Databricks to read from ORC file and upsert data to Delta table using PySpark readStream and writeStream
Objective:
- With the orc file created from the Delta table in the post, now we will read that orc file and upsert the Delta table score (which has the same schema as the student table mentioned in that post).
Initial setup
Create the database
%sql create database if not exists demo_db
Load the sample CSV content to Databricks cluster
- Create a csv file using below sample content
StudentId,Name,Subject,Mark
1,Ram,science,80
1,Ram,maths,90
1,Ram,language,85
2,Tom,science,72
2,Tom,maths,75
2,Tom,science,79
3,Kim,science,81
3,Kim,maths,92
3,Kim,language,89
- Load the data to Databricks cluster workspace
Read the data from csv using spark and create the table
dataframe = spark.read.options(header='True',inferSchema='True').csv('dbfs:/FileStore/sample_data/sampleStudent.csv')
Write the data to delta file and create a table using the delta file
- Below creates a table score and loads the data
tableName='demo_db.score'
savePath='/tmp/demo_score'
sourceType='delta'
dataframe.write \
.format(sourceType) \
.save(savePath)
# Create the table.
spark.sql("CREATE TABLE " + tableName + " USING DELTA LOCATION '" + savePath + "'")
display(spark.sql("SELECT * FROM " + tableName))
Delete the loaded content to the score table
- The content of the table will be deleted and start with empty database.
%sql delete from demo_db.score
As mentioned in this post the Delta table are loaded to the student table, and orc file is created in a specific location. We will use the same orc file to load the score table(which has the same schema as the student table).

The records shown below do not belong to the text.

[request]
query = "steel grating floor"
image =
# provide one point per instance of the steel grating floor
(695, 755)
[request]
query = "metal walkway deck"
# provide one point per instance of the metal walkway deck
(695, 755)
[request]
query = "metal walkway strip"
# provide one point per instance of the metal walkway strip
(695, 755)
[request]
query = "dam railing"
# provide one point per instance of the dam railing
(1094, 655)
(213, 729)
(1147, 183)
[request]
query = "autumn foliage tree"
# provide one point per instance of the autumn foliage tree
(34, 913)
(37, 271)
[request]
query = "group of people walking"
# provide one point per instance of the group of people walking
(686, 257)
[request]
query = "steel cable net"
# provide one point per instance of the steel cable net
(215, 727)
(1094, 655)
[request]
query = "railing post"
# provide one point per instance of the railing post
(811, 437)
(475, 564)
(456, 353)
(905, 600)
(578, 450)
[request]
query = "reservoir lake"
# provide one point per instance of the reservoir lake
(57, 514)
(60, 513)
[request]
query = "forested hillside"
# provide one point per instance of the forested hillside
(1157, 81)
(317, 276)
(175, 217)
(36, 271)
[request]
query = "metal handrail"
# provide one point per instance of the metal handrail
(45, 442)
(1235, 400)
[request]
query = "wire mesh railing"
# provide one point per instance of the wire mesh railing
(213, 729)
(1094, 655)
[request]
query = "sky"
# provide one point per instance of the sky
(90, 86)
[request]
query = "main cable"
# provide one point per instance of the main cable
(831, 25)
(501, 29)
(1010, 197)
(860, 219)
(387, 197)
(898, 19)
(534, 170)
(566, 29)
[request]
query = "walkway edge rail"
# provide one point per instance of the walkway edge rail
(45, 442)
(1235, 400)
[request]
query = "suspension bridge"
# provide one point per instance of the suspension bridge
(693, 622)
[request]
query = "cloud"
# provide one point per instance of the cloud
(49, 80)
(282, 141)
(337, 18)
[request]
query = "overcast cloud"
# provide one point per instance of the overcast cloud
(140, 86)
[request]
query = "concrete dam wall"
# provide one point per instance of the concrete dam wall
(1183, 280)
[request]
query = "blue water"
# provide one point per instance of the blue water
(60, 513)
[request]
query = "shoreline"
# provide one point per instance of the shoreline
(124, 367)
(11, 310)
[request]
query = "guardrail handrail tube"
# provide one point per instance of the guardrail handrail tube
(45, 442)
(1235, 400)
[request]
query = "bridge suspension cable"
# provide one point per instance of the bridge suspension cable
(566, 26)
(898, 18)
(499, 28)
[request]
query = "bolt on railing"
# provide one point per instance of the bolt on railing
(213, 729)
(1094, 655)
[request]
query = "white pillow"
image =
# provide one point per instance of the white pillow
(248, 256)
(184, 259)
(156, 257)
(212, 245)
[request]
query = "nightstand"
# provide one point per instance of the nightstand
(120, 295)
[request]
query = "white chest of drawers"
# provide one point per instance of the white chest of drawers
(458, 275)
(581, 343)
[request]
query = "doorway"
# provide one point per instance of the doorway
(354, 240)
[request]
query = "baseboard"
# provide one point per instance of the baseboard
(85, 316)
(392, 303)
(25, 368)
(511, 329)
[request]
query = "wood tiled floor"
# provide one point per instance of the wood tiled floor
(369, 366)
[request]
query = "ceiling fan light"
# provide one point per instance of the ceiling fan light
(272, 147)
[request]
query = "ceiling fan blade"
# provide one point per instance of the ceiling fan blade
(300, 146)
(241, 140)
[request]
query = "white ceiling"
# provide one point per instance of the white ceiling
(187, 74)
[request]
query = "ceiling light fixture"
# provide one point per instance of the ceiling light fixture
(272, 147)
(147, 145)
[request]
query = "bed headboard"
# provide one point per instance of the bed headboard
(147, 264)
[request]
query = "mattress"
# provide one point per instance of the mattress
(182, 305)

Code to read from the Delta table using readStream
# schema defined, if we have the json version we can use it
rdSchema = ("StudentId int, " +
"Name string, " +
"Subject string, " +
"Mark int")
data_readstream = (
spark.readStream
.schema(rdSchema)
.format("orc")
.load('/dbfs/FileStore/sample_data/student_data/') #path to the orc file
)
Code defines the batch loader to merge dataframe and upsert delta table score
def upsertDataUsingBatchLoader(df, batch_id):
#datapartition = 'studentid_p'
data_msg_df = (df) # we can use the df dataframe directly instead of use another variable.
#display(data_msg_df)
## create a temp table in Databricks spark
data_msg_df.createOrReplaceTempView("temp_student_tbl")
# use the sparksession to merge the table
data_msg_df._jdf.sparkSession().sql("""
MERGE INTO demo_db.score mdt
USING temp_student_tbl tst
ON mdt.StudentId = tst.StudentId
WHEN MATCHED THEN UPDATE SET *
WHEN NOT MATCHED THEN INSERT *
""")
Code to write the information to Delta table using writeStream
data_writestream = (
data_readstream
.repartition(1)
.writeStream
.trigger(once=True)
.format("delta")
.option("checkpointLocation", "/dbfs/FileStore/sample_data/update_tbl/")
.foreachBatch(upsertDataUsingBatchLoader) #Pass in the funtion that uses the batch loader
.start()
)
Output
- After executing the above write stream, the output will be more like in below snapshot
Output
- Finally the score table will be updated with the data.